The deal would ensure that all of the major pharmacy benefit managers would have ties to big insurers. CVS Health, which also owns pharmacies, recently announced a merger agreement with the health insurer Aetna. OptumRx is owned by the insurance giant UnitedHealth Group. Anthem, which operates for-profit Blue Cross plans in several states, said it had plans to create its own pharmacy business.
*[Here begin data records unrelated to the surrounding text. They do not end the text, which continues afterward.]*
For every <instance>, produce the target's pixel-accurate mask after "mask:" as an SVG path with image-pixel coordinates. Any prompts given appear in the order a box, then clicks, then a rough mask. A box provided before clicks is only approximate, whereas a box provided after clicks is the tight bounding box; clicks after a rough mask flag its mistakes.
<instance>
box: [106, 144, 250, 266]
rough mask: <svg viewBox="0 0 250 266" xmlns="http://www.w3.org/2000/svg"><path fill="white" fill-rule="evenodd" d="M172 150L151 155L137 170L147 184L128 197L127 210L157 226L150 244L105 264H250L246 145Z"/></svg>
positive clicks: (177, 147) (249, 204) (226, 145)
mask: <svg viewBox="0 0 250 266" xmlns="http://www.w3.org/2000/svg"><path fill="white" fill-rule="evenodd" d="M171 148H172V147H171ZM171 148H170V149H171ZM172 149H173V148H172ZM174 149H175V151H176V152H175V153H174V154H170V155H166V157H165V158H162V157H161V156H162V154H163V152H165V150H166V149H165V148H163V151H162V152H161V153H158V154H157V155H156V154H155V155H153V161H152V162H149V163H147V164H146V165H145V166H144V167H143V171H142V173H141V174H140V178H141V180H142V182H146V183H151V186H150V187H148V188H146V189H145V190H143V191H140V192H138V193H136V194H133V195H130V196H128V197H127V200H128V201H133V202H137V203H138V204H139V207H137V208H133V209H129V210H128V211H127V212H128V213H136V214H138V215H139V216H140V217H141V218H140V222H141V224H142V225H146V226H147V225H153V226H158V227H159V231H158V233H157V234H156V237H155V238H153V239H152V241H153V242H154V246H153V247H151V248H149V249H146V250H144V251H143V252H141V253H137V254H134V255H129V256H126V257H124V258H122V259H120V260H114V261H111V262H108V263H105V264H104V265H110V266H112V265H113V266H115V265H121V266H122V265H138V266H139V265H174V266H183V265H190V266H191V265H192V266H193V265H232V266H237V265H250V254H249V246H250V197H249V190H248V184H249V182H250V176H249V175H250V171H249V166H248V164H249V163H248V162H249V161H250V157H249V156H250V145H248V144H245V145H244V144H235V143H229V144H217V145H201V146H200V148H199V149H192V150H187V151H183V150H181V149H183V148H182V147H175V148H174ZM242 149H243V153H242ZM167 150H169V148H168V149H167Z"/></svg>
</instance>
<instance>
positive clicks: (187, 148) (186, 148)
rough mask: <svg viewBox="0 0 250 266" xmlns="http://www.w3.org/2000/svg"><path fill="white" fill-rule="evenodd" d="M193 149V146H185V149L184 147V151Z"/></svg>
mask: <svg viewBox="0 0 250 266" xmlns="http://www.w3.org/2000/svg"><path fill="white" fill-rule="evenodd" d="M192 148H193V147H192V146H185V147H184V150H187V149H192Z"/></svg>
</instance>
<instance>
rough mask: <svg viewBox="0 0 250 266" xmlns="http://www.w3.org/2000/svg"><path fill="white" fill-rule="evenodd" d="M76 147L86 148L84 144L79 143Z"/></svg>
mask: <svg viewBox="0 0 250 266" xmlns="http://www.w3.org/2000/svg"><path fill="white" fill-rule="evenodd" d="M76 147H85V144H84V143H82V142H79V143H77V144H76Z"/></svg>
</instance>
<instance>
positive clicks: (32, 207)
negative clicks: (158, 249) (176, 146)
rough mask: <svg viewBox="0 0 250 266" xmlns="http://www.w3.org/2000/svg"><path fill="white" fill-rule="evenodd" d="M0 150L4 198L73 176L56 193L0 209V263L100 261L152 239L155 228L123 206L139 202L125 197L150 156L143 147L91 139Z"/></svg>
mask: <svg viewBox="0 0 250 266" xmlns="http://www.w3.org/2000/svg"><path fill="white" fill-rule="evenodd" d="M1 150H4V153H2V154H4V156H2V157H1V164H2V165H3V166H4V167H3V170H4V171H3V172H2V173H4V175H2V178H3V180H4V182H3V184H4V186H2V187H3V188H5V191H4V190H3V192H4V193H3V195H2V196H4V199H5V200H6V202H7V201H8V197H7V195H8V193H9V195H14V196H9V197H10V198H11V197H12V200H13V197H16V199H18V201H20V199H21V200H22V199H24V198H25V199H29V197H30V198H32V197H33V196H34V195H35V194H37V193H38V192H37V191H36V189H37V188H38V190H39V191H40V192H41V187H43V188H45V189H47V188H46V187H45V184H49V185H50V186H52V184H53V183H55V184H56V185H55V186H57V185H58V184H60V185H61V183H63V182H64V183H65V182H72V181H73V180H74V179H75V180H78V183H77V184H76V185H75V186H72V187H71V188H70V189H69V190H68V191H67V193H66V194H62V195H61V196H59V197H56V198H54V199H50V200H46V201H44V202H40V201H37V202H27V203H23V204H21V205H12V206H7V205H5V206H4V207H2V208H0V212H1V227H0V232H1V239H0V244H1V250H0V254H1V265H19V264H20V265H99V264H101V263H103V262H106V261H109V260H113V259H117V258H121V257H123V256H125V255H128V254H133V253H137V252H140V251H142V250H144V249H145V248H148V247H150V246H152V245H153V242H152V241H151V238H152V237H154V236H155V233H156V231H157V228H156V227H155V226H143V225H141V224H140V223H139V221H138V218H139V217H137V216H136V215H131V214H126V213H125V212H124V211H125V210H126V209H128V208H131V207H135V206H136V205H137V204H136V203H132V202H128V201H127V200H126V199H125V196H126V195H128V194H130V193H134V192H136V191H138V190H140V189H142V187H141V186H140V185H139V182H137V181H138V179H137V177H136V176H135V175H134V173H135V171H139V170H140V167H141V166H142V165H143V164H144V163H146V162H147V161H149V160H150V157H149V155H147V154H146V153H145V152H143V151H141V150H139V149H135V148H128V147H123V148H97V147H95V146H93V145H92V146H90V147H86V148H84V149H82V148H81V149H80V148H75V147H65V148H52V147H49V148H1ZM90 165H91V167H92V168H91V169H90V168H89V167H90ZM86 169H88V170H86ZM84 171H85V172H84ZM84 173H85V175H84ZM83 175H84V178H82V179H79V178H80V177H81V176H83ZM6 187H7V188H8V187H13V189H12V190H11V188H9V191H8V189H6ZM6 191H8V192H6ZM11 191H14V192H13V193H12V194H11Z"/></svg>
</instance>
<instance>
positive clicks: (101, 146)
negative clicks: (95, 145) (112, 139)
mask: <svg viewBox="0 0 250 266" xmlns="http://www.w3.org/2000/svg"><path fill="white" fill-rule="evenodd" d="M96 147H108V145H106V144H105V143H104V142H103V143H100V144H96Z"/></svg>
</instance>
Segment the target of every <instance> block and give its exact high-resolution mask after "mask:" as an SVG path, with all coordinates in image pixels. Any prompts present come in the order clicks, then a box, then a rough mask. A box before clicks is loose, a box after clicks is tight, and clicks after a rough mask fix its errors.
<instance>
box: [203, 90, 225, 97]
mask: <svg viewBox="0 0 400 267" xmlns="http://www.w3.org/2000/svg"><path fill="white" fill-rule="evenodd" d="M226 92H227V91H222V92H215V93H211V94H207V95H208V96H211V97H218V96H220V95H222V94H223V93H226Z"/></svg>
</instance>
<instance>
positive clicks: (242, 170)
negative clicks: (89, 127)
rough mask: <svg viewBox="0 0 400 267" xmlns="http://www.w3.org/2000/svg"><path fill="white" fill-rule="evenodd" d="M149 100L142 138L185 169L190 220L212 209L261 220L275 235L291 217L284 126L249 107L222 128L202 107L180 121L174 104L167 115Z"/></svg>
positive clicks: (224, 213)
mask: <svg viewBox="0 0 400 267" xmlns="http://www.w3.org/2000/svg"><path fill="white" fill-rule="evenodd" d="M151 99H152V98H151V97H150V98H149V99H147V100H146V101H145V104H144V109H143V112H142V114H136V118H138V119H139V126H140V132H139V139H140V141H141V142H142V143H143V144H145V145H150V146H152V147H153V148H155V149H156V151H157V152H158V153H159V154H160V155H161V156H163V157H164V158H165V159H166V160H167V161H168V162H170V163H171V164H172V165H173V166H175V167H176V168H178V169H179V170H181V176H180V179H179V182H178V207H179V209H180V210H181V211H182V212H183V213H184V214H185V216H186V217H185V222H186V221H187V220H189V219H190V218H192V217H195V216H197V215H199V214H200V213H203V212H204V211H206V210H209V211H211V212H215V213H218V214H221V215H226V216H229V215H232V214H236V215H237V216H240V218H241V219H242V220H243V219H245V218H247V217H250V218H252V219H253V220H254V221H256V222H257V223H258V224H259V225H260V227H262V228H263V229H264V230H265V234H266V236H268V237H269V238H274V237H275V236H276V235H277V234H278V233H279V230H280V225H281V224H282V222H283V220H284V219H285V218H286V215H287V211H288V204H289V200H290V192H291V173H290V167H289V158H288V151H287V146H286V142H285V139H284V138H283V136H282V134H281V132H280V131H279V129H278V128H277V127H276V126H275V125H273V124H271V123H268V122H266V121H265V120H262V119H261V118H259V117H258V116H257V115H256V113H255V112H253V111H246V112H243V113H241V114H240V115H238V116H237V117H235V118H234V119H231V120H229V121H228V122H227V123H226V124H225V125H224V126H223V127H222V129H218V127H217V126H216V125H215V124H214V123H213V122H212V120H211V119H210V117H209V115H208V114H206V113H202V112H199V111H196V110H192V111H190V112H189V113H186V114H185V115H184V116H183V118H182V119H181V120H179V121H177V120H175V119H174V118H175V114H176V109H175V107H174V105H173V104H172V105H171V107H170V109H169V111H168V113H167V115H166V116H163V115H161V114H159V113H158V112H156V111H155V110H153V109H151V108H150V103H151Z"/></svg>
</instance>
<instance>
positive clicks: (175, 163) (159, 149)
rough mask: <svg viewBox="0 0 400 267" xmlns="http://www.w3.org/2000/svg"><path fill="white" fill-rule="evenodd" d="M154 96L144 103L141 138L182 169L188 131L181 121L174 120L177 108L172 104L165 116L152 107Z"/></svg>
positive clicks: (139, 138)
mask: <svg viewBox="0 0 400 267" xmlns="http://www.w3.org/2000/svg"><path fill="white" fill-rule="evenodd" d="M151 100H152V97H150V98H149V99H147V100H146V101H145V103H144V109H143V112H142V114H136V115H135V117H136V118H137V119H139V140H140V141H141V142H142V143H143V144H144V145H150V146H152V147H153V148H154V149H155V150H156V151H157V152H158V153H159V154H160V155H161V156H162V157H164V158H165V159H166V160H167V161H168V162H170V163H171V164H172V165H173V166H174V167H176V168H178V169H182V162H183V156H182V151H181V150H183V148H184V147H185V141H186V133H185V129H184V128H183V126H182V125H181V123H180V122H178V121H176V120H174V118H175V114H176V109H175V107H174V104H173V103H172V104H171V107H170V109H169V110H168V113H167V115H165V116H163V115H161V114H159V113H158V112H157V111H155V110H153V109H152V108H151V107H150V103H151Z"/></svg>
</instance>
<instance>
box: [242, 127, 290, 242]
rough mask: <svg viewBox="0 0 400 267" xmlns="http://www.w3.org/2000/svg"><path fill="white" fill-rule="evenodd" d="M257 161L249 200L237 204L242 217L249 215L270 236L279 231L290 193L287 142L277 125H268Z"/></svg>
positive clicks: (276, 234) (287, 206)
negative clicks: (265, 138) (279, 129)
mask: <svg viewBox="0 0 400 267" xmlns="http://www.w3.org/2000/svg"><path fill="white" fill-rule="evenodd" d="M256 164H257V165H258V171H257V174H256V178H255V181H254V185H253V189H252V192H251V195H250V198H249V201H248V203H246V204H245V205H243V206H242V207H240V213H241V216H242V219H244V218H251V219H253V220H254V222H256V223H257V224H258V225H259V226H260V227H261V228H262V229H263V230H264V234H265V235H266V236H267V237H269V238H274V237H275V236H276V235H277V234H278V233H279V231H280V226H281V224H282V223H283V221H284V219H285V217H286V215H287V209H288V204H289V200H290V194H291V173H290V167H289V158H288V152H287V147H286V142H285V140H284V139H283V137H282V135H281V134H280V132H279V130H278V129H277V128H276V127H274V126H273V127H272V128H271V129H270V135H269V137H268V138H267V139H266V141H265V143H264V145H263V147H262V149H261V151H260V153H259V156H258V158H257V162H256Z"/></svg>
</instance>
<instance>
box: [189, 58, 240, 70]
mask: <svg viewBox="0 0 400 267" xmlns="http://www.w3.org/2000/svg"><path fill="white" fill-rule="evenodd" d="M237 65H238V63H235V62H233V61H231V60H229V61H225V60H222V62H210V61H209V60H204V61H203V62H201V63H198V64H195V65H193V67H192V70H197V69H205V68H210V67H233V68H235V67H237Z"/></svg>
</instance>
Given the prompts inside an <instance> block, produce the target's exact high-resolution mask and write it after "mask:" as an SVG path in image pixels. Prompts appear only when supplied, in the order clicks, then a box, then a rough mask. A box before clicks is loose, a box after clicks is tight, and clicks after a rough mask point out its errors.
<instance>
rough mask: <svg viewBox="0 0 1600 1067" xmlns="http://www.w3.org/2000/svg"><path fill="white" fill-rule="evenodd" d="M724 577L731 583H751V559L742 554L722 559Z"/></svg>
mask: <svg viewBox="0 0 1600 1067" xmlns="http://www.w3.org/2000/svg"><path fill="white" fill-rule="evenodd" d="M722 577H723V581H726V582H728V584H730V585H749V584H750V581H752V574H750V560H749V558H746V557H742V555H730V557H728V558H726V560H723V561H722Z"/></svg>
With no other large independent pharmacy managers left for smaller insurers, federal and state officials could be reluctant to approve the Cigna-Express Scripts deal, said David A. Balto, an antitrust lawyer who worked at the Federal Trade Commission and the Justice Department who is a fierce critic of mergers of insurers and pharmacy mangers. The CVS-Aetna deal could face the same problem, he said.

“History has shown where there are multiple mergers going on in a single industry, the Justice Department goes on high alert,” Mr. Balto said.

Other antitrust experts said it was unclear how the combination of Cigna and Express Scripts would reshape the market. “It’s not nearly as obvious an antitrust risk as other deals,” said Leemore S. Dafny, a business professor at Harvard. The deal could make the insurance industry more competitive by giving Cigna, which is not a major player in some markets, a way to challenge the dominant companies, she said.